Film

Q – Begegnungen auf der Milchstraße
von Jürg Neuenschwander
CH 2000 | 94 Min.

Screening
Duisburger Filmwoche 24
08.11.2000

Diskussion
Podium: Jürg Neuenschwander
Moderation: Elisabeth Büttner
Protokoll: Heimo Schirgi

Synopse

Viehzüchter und Milchhändler aus Mali, Burkina Faso und der Schweiz begegnen sich. Man spricht diesselbe Sprache. Schon bald geraten gängige Vorstellungen von Kuh und Milch, von Markt und Fortschritt in Bewegung. Zurück in ihrer Heimat berichten die Afrikaner von den Erfahrungen im Alpenland.

Protokoll

[Wer befiehlt, die Kuh oder Du?/Ich!/Nein. Du glaubst die Kuh mit dem Denken zu beherrschen, aber du weißt nicht, ob sie nicht auch denkt.]

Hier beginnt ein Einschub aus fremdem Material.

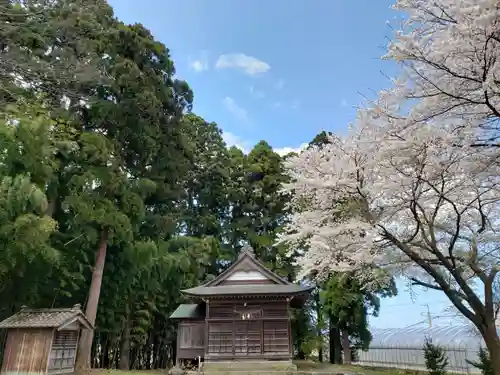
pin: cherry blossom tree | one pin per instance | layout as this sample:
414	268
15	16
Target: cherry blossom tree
419	167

[Die Natur pur ist etwas sehr Energiereiches. Das ist ein Geschenk, und wenn man das trinkt, arbeitet man viel schneller, und man arbeitet vor allem gerne. – Hanspeter Reust, Gstaad]

Eine Reise mit dem Milchkompass, ein Kulturvergleich. Elisabeth Büttner fragt nach der Stellung der Kuh im nationalen Selbstverständnis der Schweiz. Zum Stellenwert der Kuh in der Schweiz könne er nichts sagen. Zentral sei das Tier, auf dem viele Gründungsmythen aufbauen, für viele Kulturen. Er versteht es als Transportmittel, das einen Raum schafft, eine Straße für die Erzählung. Exotisierung habe er zu vermeiden versucht. Ebenso die Kontrastierung, das Ausspielen der Kulturen. Jürg Neuenschwander betont, dass er einen Film über Menschen gemacht habe.

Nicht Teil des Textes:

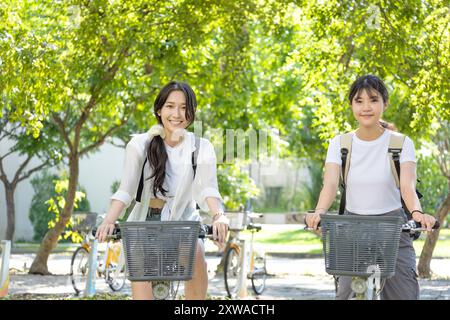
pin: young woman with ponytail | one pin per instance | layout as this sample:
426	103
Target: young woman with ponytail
170	188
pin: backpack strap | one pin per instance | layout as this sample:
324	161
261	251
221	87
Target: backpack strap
141	183
395	149
346	151
194	167
195	155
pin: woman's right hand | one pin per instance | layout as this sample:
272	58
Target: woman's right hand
312	220
104	230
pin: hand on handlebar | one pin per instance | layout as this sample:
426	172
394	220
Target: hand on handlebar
427	221
104	230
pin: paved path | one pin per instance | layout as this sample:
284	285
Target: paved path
299	279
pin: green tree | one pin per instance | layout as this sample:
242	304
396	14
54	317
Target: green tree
95	64
43	208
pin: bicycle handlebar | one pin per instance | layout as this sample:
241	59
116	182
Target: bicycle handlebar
411	226
205	232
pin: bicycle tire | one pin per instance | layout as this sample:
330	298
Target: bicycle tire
79	270
259	275
231	271
116	284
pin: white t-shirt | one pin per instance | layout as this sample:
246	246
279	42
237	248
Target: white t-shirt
371	187
174	169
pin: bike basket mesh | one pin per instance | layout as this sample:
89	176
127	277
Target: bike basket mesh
236	220
160	250
354	245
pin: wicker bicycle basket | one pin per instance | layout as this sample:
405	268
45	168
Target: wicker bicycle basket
163	251
355	245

[In der Schweiz habe ich gesehen, wie man von der Kuh profitieren kann. Doch es ist schwierig, etwas auszubeuten, wenn man es als seinen Bruder betrachtet – Amadou Dicko, Baraboulé]

Diesen Aspekt sieht Büttner als gelungen. „Das Fremde wird nicht bekannter – das Bekannte wird uns fremder“. Im Schnitt sei Ironie spürbar, die sich auf das Publikum übertrage. Das Lachen nehme er positiv auf, so der Filmemacher. Er habe einen „Genussfilm“ machen wollen, einen Film, der zu einer Sache durch Verdichtung Stellung beziehe. Bei den Fahrtszenen habe er nicht gewusst, was gesprochen wurde. Erst als er die Übersetzung seines Regieassistenten gelesen hatte, habe er ihr Potential erkannt.

[Amadou, siehst du die hässlichen Kühe?/Ich habe sie gesehen./Sie haben keine Hörner!/Ja!/Sie haben keine Höcker und sind zu dick./ Tatsächlich!]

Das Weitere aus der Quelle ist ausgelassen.